To his credit he hadn’t told them where to stuff their ramifications. Nor had he answered the unspoken question in their voices and eyes:
Why on earth are you doing this?
When, during lunch, he overheard a junior attorney mutter, “Old guy’s gone soft. He needs to retire,” Grant turned on the boy and gave him a slow smile.

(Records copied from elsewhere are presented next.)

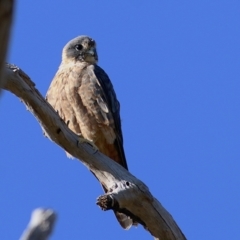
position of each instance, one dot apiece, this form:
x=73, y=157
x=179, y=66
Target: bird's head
x=82, y=48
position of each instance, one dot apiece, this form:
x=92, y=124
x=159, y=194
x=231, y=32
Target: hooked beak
x=92, y=51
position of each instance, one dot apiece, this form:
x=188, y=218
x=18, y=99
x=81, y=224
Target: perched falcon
x=83, y=95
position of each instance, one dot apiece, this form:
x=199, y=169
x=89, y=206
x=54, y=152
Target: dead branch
x=6, y=14
x=126, y=193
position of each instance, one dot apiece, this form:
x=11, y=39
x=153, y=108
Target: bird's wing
x=99, y=97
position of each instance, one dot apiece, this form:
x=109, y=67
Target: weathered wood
x=125, y=192
x=41, y=225
x=6, y=14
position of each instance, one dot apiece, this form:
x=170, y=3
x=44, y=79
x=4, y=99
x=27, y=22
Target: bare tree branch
x=6, y=14
x=41, y=225
x=126, y=193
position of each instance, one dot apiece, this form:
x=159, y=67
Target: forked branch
x=126, y=193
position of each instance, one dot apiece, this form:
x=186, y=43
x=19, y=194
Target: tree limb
x=41, y=225
x=126, y=193
x=6, y=14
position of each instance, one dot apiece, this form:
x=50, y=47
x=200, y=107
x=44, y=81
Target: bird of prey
x=83, y=95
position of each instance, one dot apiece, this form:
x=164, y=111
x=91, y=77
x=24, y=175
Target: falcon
x=83, y=95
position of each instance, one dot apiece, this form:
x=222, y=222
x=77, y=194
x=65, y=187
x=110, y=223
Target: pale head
x=82, y=48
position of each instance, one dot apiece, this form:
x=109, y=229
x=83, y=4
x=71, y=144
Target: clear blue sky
x=175, y=66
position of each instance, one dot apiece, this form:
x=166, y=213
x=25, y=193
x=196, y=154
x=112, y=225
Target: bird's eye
x=78, y=47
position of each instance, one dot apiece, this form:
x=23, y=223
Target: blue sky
x=175, y=68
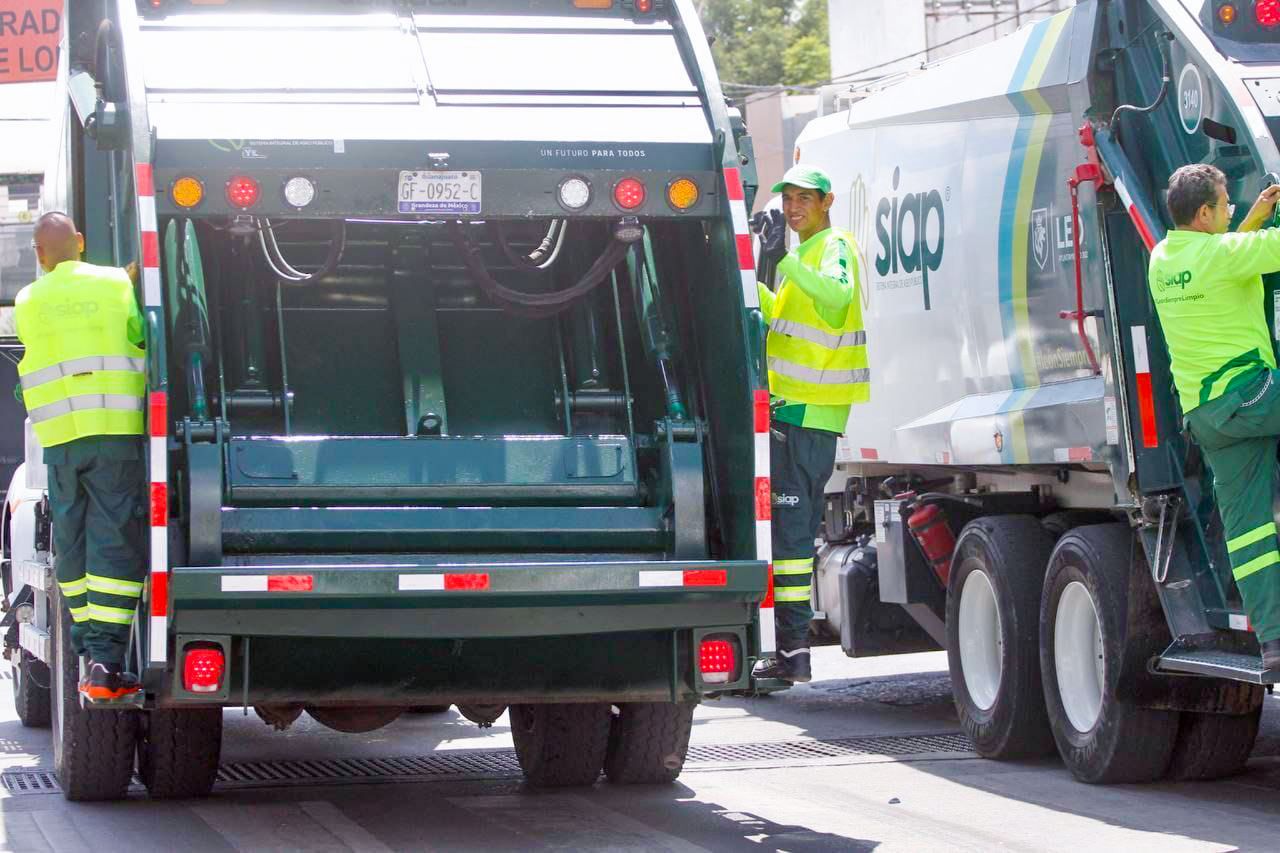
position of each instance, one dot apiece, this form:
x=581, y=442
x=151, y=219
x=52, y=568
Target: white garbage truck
x=1019, y=489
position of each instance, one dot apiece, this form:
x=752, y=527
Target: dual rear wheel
x=566, y=744
x=1037, y=637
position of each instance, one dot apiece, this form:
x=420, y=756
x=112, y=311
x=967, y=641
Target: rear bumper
x=425, y=634
x=464, y=601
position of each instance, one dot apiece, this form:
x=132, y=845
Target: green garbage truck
x=453, y=388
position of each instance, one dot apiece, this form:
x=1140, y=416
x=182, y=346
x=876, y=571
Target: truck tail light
x=717, y=660
x=242, y=191
x=629, y=192
x=187, y=191
x=1267, y=13
x=202, y=669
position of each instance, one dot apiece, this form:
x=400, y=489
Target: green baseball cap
x=803, y=176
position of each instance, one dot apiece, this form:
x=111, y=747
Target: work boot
x=108, y=682
x=787, y=666
x=1271, y=655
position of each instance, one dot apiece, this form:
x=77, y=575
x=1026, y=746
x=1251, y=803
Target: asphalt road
x=862, y=758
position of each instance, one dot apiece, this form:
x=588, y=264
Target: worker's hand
x=1262, y=209
x=773, y=237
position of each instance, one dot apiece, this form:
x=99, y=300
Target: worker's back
x=82, y=373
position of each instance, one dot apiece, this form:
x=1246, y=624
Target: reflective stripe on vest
x=818, y=336
x=819, y=377
x=87, y=364
x=85, y=402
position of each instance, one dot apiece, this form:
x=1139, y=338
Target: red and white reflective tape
x=764, y=515
x=1142, y=378
x=684, y=578
x=1138, y=222
x=268, y=583
x=471, y=580
x=158, y=420
x=1239, y=623
x=741, y=235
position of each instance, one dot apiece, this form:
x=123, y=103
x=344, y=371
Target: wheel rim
x=1078, y=656
x=981, y=644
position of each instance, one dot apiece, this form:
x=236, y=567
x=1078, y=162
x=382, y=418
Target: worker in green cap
x=1206, y=282
x=817, y=361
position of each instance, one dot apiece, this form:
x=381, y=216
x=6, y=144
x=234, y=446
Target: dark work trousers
x=1238, y=433
x=96, y=488
x=800, y=464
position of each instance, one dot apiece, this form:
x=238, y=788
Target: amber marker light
x=682, y=194
x=187, y=192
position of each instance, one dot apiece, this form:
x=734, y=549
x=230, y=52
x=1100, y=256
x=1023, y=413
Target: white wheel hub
x=1078, y=656
x=981, y=646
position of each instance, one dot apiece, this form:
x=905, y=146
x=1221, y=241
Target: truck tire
x=992, y=635
x=648, y=742
x=1083, y=615
x=178, y=752
x=1214, y=746
x=31, y=692
x=92, y=749
x=561, y=744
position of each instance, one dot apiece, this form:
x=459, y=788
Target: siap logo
x=1178, y=279
x=903, y=227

He’d raced from the city, the thrumming in his veins driving him across the county line. By the time he’d reached Main, the resonance had become a steady hum. Two moving trucks—his moving trucks—passed him as he hit the main drag, and he was forced to slow down to the municipal speed limit. He smiled with gritted teeth at the two people who waved at him and clenched the steering wheel at the red light, fighting the compulsion to gun the motor.
When she saw what he had in the envelope, she would agree to be his wife. She had to.
But the house was silent and the statues were in disarray.
“Delia.” He strode into the kitchen where Brogan glared from a recessed niche next to the Aga cooker. His mouth gaped in a wide O and the leaves on his face flared and fluttered. “You too, old man? What’s going on here?”
Hearing a scuffle, Grant turned, and Bert was standing directly behind him, his paws clutched over his belly, his ears tilted back. “Where is she?” he asked the hare, even as fear swamped through him, making his legs weak. Grant tried to contain his impatience at the slow side-to-side turning of the stone head. “Delia!”
Grant raced up the stairs, his heart pounding in panic. She should be here. She belonged here. All of his plans were contingent upon her still being here—but her car wasn’t in the drive.
Romana lay on the floor next to her plinth and her mouth, her mouth open in distress.
“Where is she?” he demanded.
He heard sound of breaking glass in his bedroom. Frank’s bird lay twitching beneath the shattered window, its wing broken off. “Aw, Christ.”
Grant picked up the bird, reaching into the glass shards for the fragment of stone wing. He held the piece in place, shaking his head. His palm tingled as the stone melted back together.
“Holy shit,” he breathed. He slapped his pocket for his phone. The bird fluttered weakly on his palm. “Do you know where Delia is?” he asked it, and the bird gave a little hop.